In terms of price, they look like this:
KAWASAKI KX450F: $8849
SUZUKI RM-Z450: $8899
HONDA CRF450R: $9149
YAMAHA YZ450F: $9199
KTM 450SX-F: $9599
HUSQVARNA FC450: $9699
Peak horsepower numbers, as measured on the same day at FMF, stack up like this:
Husqvarna FC450: 58.05
KTM 450SXF: 57.78
Honda CRF450R: 56.99
Kawasaki KX450F; 55.31
Suzuki RM-Z450: 55.02
Yamaha YZ450F: 55.30 (revised, 10-9-2017)
Horsepower peak numbers are, of course, increasingly irrelevant, but fun to look at. The new Yamaha, for example, has less peak power than last year’s model, but it carries that peak number forever. You can see that in the dyno chart below. So far, several impressions are becoming clear. The Yamaha and Suzuki are new bikes for 2018, but they have the same defining characteristics as before. The Suzuki is very good in turns and the Yamaha has outrageously good suspension. Both are heavy, and you feel it. So is the Honda.

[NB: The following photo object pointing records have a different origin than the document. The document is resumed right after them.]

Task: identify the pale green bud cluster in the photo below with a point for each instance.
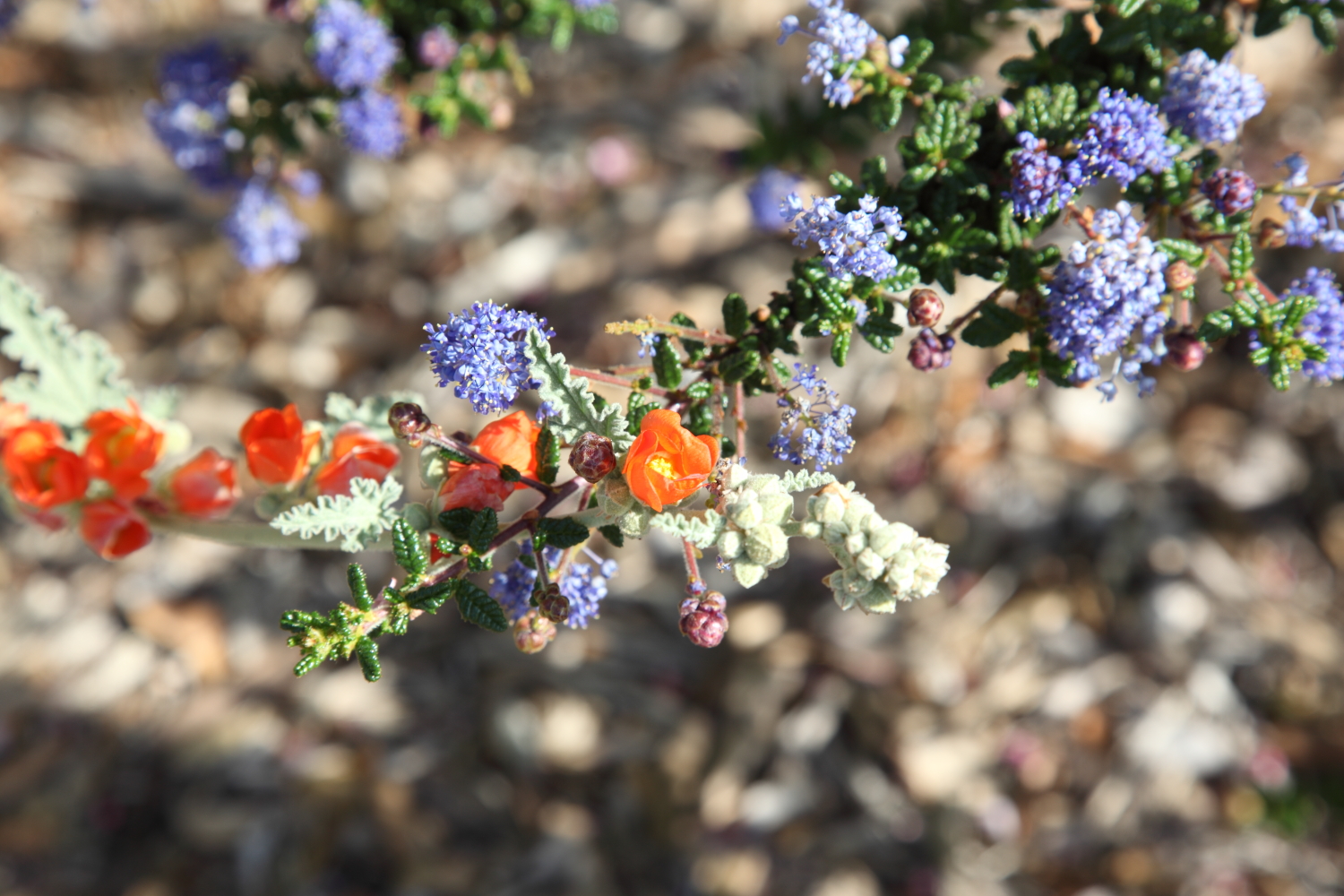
(881, 562)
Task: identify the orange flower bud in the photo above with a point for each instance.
(43, 474)
(511, 441)
(357, 454)
(277, 446)
(121, 447)
(667, 463)
(206, 485)
(112, 528)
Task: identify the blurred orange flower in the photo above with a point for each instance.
(357, 454)
(511, 441)
(204, 487)
(277, 446)
(112, 528)
(121, 447)
(667, 463)
(42, 473)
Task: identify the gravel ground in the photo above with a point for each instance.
(1131, 683)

The Kawasaki feels light, agile and has no detractors as far as performance goes, but it has that crazy three-chamber air fork, no electric start and some detailing issues. That leaves the KTM and Husky as fairly solid performers, but also the most expensive. We’ll sort it all out for the December print issue of Dirt Bike.

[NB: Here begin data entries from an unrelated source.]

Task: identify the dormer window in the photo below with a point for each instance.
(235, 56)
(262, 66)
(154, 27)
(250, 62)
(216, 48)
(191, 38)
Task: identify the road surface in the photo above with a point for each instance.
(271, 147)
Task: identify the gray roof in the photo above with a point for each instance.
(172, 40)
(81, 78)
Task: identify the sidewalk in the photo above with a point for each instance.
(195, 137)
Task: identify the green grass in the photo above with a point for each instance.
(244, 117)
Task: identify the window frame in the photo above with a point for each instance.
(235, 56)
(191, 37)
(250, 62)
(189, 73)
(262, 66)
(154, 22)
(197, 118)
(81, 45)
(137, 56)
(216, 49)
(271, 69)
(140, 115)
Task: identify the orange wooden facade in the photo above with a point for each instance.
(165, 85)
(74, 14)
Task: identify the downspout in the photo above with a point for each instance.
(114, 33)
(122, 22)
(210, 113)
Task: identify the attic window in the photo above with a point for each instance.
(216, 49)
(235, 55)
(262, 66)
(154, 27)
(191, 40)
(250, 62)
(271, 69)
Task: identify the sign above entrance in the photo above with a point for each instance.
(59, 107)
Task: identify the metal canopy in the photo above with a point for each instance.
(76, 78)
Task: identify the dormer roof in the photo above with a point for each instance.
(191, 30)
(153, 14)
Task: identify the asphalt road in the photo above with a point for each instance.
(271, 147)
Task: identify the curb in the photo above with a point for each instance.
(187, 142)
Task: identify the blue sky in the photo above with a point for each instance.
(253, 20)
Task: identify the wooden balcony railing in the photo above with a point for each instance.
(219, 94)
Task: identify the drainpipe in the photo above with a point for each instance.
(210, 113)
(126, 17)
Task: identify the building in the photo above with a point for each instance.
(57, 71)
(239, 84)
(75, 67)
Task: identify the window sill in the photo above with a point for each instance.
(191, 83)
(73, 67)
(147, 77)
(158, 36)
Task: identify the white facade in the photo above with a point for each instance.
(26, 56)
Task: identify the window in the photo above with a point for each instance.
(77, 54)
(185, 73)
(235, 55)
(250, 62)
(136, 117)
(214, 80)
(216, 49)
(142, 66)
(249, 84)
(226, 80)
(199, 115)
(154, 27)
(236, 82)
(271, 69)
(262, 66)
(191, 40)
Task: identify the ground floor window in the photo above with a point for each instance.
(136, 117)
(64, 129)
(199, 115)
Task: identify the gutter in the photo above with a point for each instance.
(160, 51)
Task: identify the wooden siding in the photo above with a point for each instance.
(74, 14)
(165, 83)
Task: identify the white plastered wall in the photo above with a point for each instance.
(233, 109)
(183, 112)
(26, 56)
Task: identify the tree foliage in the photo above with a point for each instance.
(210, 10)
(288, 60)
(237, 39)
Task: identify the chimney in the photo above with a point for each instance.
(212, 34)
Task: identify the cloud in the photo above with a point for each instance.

Note: chart revised, 10-9-2017
Key: Honda red, Suzuki yellow, Husqvarna black, KTM orange, Yamaha blue, Kawasaki green.
KIDS, LISTEN UP!
We’ve had a long-term CRF125F for about six months and it’s performed duty at both my house and the Tilley ranch. The CRF125R is an electric-start and manual clutch five-speed that comes in two wheels sizes. The standard one is a 14/16 combo and the big wheel is a 16/19. A little over a year ago, my wife and my (then) 12 year-old kid took a class at the Honda Training Facility in Colton, California where they both rode the CRF125F. They loved it, particularly the small-wheel version. The low seat height gave them more confidence, and the similar models offered from Yamaha and Suzuki and Kawasaki all are offered as big wheels only. The bike has been great, but its only real issue is that it only fits a kid for about a year. The perfect set up would be to have an extra set of wheels. In the real world, it’s more practical to trade up when your kid outgrows it.
THE WORLD IS FLAT
Up front, we admit that we know nothing about short track. But the TM 450 looks so cool that we had to try it. It’s a little hard to believe that an Italian company would know anything about short track, either, but evidently, TM’s experience with Supermoto allowed them to develop the bike easily.
We tired the bike at Milestone’s flat track and learned a lot. Unfortunately, you can’t really get the technique without a steel shoe. Flat-track regulars are rolling their eyes right now. We’re still messing with the bike and will have more to say in the print edition of Dirt Bike.
JONNY WALKER AT THE MEGAWATT
Jonny Walker has had a rough year, but he was back on top at the last Red Bull Hard Enduro. Amazing stuff.